Case ID: f-appx_298/html/0599-01.html
Source: Caselaw Access Project
Author: {"author": "", "license": "Public Domain", "url": "https://static.case.law/"}
Date Created: 2024-08-24T03:29:51.129683

Rocio FLORES BALLINAS, Petitioner, v. Michael B. MUKASEY, Attorney General, Respondent.
    No. 02-72059.
    United States Court of Appeals, Ninth Circuit.
    Submitted Oct. 16, 2008.
    
    Filed Oct. 31, 2008.
    
      Vera A. Weisz, Esq., Los Angeles, CA, for Petitioner.
    CAC-District Counsel, Esquire, Office of the District Counsel, Department of Homeland Security, Los Angeles, CA, Ronald E. Lefevre, Office of the District Counsel, Department of Homeland Security, San Francisco, CA, Jennifer L. Light-body, Esquire, OIL, Mark Christopher Walters, Esquire, Assistant Director, DOJ-U.S. Department of Justice, Washington, DC, for Respondent.
    Before: LEAVY, RYMER, and THOMAS, Circuit Judges.
    
      
       The panel unanimously finds this case suitable for decision without oral argument.
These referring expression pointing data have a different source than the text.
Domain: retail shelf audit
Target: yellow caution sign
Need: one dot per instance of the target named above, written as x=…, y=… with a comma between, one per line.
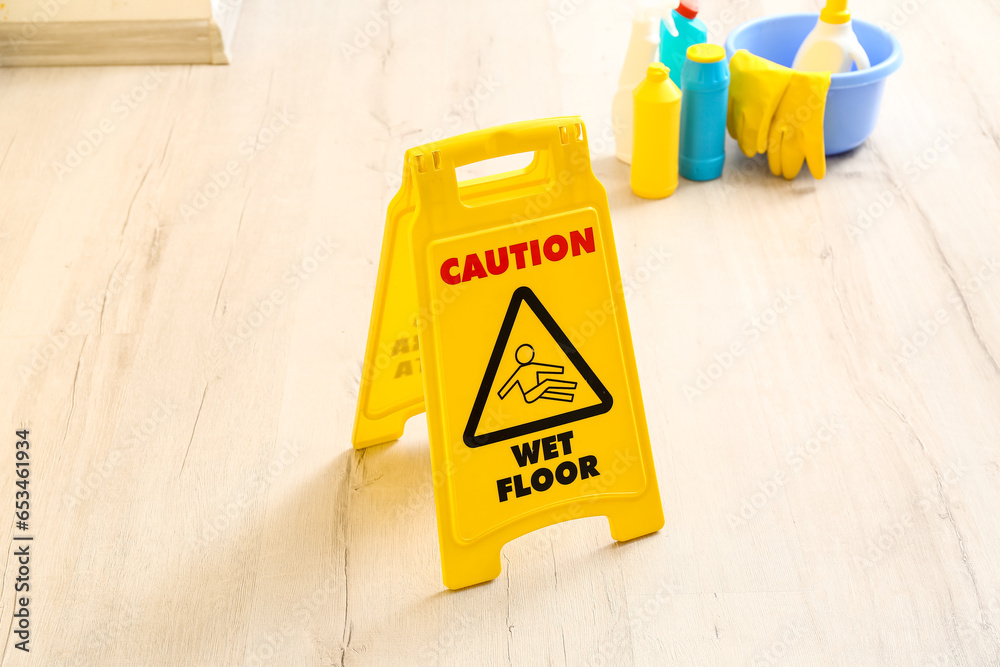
x=499, y=306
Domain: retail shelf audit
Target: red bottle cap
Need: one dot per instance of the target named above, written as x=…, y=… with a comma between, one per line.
x=688, y=8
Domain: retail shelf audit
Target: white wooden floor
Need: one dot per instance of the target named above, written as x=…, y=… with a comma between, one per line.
x=187, y=262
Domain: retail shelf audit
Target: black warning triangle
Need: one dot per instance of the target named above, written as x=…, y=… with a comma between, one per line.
x=525, y=295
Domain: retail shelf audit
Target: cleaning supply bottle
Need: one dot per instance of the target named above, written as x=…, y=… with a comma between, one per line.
x=656, y=131
x=704, y=100
x=642, y=49
x=689, y=30
x=832, y=45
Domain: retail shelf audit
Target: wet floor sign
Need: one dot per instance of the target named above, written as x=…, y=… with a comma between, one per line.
x=499, y=307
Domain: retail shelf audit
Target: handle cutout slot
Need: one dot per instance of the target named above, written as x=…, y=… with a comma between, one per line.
x=495, y=168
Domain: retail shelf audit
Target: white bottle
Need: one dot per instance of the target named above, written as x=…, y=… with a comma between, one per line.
x=643, y=49
x=832, y=45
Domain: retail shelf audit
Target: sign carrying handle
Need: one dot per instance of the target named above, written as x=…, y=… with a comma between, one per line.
x=561, y=153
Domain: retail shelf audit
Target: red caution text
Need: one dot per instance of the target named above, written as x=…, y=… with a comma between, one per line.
x=496, y=261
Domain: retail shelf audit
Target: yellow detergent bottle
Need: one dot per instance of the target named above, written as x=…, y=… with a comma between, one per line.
x=656, y=130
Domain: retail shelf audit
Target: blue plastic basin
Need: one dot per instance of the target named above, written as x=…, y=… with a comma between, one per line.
x=854, y=99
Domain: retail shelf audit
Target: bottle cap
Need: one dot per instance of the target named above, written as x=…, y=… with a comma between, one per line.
x=835, y=12
x=706, y=53
x=657, y=72
x=689, y=8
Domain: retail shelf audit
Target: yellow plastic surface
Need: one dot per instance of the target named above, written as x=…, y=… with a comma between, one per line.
x=756, y=86
x=797, y=129
x=523, y=343
x=835, y=12
x=656, y=135
x=706, y=53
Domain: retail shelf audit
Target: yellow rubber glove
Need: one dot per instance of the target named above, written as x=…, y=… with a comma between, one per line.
x=755, y=88
x=797, y=129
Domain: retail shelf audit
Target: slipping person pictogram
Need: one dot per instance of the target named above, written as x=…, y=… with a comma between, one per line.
x=515, y=371
x=552, y=389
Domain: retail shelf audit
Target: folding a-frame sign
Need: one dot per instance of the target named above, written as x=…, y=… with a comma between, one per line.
x=499, y=308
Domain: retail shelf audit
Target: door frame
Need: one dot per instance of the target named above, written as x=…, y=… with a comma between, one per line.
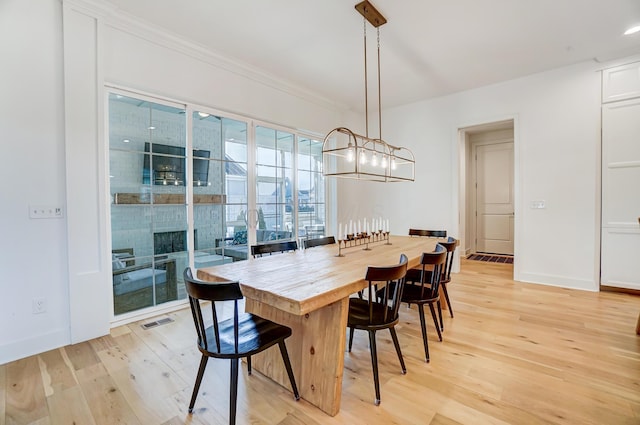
x=466, y=205
x=472, y=207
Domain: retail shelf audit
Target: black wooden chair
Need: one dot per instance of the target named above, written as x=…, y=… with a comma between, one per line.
x=428, y=233
x=238, y=337
x=310, y=243
x=271, y=247
x=373, y=315
x=450, y=244
x=425, y=289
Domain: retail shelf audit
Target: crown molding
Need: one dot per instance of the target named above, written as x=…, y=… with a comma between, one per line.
x=118, y=19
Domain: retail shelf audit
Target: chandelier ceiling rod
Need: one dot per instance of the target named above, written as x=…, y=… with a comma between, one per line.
x=345, y=153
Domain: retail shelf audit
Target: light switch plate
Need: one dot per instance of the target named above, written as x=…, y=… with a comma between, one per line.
x=45, y=211
x=538, y=205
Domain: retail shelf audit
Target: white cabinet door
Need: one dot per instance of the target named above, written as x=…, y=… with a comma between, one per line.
x=621, y=83
x=621, y=194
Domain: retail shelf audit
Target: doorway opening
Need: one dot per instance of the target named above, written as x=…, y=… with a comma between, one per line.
x=487, y=190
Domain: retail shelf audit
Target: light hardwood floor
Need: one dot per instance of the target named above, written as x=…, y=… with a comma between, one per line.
x=514, y=354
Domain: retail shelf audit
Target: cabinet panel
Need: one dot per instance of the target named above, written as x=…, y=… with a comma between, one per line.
x=620, y=250
x=621, y=194
x=622, y=82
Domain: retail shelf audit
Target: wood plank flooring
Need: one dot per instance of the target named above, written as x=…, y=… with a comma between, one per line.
x=514, y=354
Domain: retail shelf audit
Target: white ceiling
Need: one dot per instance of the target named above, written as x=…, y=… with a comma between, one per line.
x=429, y=48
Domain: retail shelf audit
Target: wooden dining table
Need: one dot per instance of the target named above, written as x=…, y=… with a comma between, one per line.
x=308, y=290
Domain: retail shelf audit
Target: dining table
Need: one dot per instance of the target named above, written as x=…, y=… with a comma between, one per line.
x=308, y=291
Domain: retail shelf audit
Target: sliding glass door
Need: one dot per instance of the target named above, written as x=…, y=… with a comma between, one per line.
x=147, y=174
x=190, y=186
x=220, y=198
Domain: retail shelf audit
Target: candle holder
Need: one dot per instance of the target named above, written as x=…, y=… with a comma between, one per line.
x=362, y=239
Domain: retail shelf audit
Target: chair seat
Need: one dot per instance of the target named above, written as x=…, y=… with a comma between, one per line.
x=413, y=275
x=254, y=334
x=413, y=294
x=359, y=315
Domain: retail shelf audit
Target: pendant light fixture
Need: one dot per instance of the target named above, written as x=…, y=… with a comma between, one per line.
x=350, y=155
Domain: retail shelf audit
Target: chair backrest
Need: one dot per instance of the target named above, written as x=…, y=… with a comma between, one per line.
x=428, y=233
x=271, y=247
x=393, y=279
x=450, y=245
x=433, y=265
x=198, y=290
x=310, y=243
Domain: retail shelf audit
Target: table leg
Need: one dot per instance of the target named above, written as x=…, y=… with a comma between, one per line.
x=316, y=349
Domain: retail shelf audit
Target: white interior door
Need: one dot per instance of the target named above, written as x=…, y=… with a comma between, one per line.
x=494, y=198
x=621, y=194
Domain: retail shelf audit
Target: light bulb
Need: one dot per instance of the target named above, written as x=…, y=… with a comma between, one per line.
x=350, y=152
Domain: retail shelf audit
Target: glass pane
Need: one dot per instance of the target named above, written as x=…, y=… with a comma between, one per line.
x=284, y=146
x=304, y=154
x=148, y=212
x=220, y=206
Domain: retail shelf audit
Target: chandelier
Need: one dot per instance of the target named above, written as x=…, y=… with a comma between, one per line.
x=350, y=155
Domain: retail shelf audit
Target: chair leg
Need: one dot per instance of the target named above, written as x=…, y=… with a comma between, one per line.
x=440, y=316
x=196, y=386
x=435, y=320
x=394, y=337
x=287, y=365
x=350, y=338
x=233, y=396
x=423, y=326
x=446, y=296
x=374, y=364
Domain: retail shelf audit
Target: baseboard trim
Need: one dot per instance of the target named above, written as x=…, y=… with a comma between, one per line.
x=559, y=281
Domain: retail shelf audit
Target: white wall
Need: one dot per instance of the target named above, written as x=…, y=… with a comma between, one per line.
x=33, y=257
x=557, y=116
x=557, y=143
x=44, y=122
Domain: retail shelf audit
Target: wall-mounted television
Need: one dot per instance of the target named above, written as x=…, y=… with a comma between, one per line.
x=170, y=170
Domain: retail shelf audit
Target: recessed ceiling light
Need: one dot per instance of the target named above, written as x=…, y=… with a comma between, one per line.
x=632, y=30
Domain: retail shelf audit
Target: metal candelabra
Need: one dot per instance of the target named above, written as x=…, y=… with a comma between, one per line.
x=362, y=239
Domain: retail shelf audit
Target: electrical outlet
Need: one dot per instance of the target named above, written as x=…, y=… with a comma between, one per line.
x=39, y=305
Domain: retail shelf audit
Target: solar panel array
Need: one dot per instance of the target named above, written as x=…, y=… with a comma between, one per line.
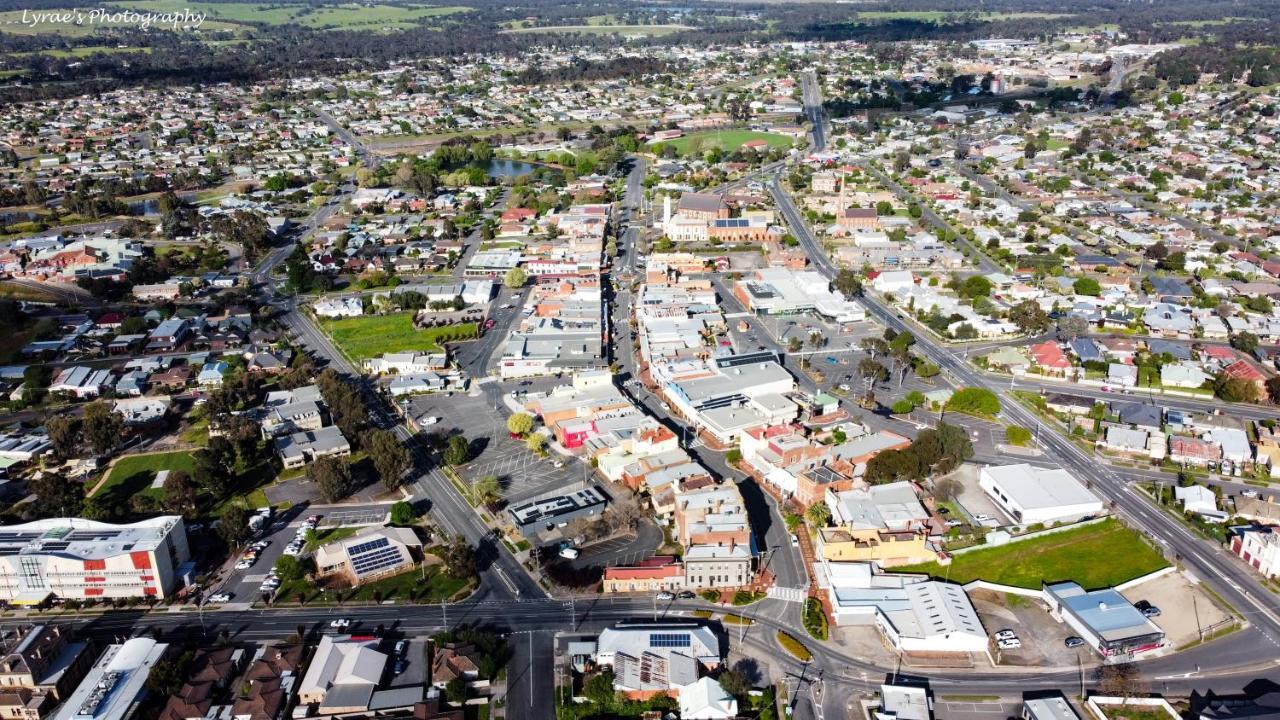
x=670, y=639
x=373, y=556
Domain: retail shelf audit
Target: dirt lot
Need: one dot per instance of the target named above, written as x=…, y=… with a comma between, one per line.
x=1043, y=638
x=1185, y=609
x=864, y=642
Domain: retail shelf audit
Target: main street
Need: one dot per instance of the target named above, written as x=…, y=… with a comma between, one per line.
x=842, y=674
x=1239, y=587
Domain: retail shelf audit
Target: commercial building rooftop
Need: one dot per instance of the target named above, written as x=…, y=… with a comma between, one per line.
x=87, y=540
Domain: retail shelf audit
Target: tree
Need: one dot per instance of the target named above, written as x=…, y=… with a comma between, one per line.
x=168, y=678
x=869, y=368
x=56, y=496
x=456, y=691
x=403, y=514
x=391, y=458
x=520, y=424
x=1087, y=286
x=974, y=287
x=63, y=433
x=1244, y=342
x=457, y=451
x=1072, y=327
x=289, y=569
x=460, y=559
x=818, y=514
x=536, y=442
x=849, y=283
x=735, y=683
x=487, y=490
x=515, y=278
x=233, y=524
x=179, y=495
x=1029, y=317
x=332, y=477
x=1121, y=679
x=103, y=427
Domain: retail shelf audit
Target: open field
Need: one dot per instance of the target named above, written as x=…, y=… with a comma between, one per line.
x=949, y=16
x=626, y=31
x=727, y=140
x=16, y=22
x=132, y=474
x=370, y=336
x=1097, y=556
x=83, y=51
See Fed. R.App. P. 34(a)(2).
    
   MEMORANDUM

Rocío Flores Ballinas, a native and citizen of Mexico, petitions for review of an order of the Board of Immigration Appeals (“BIA”) summarily affirming an immigration judge’s (“IJ”) decision to deny Flores Ballinas’s application for suspension of deportation. We dismiss the petition for review.

We lack jurisdiction to review the IJ’s discretionary determination that Flores Ballinas failed to show extreme hardship. See Kalaw v. I.N.S., 133 F.3d 1147, 1152 (9th Cir.1997). We do not consider Flores Ballinas’s contentions regarding physical presence, because her failure to establish hardship is dispositive.

We lack jurisdiction to review Flores Ballinas’s due process challenges to the IJ proceedings because she failed to raise them before the BIA. See Barron v. Ashcroft, 358 F.3d 674, 678 (9th Cir.2004) (noting that due process challenges that are “procedural in nature” must be exhausted).

We also lack jurisdiction to review the BIA’s decision to summarily affirm Flores Ballinas’s appeal. See Falcon Carriche v. Ashcroft, 350 F.3d 845, 855 (9th Cir.2003) (where the issue before the court is nonreviewable, so is the BIA’s decision to summarily affirm).

PETITION FOR REVIEW DISMISSED. 
      
       This disposition is not appropriate for publication and is not precedent except as provided by 9th Cir. R. 36-3.